- Born: 29 June 1508
- Died: 9 December 1534 (aged 26) Hanau
- Buried: Church of St. Mary in Hanau
- Noble family: House of Hanau
- Father: Reinhard IV, Count of Hanau-Münzenberg
- Mother: Catherine of Schwarzburg-Blankenburg

= Balthasar of Hanau-Münzenberg =

Balthasar of Hanau-Münzenberg (29 June 1508 - 9 December 1534, in Hanau) was a posthumous son of Count Reinhard IV of Hanau-Münzenberg (1473 - 1512) and his wife Countess Catherine of Schwarzburg-Blankenburg (d. 1514).

== Life ==
From 1529, he acted as co-regent for his nephew, Count Philip III, whose father had died young. He continued the construction of fortifications around Hanau, which his brother Philip II had begun. He supplemented the fortresses with a defensive ring according to the latest technical standard of the Renaissance.

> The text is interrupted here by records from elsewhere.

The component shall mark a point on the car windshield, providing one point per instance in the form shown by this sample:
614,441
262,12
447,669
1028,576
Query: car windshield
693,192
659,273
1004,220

Balthasar never married. Like most male members of the Hanau-Münzenberg line, he died young, in 1534, at the age of 26. He was buried in the church of St. Mary in Hanau.

One of Hanau's city gates was decorated with a bust of Balthasar, until the gate was demolished in the 18th century. The bust fell into the hands of the Historical Society of Hanau. It was destroyed when the city was bombed on 19 March 1945. Only drawings of it remain.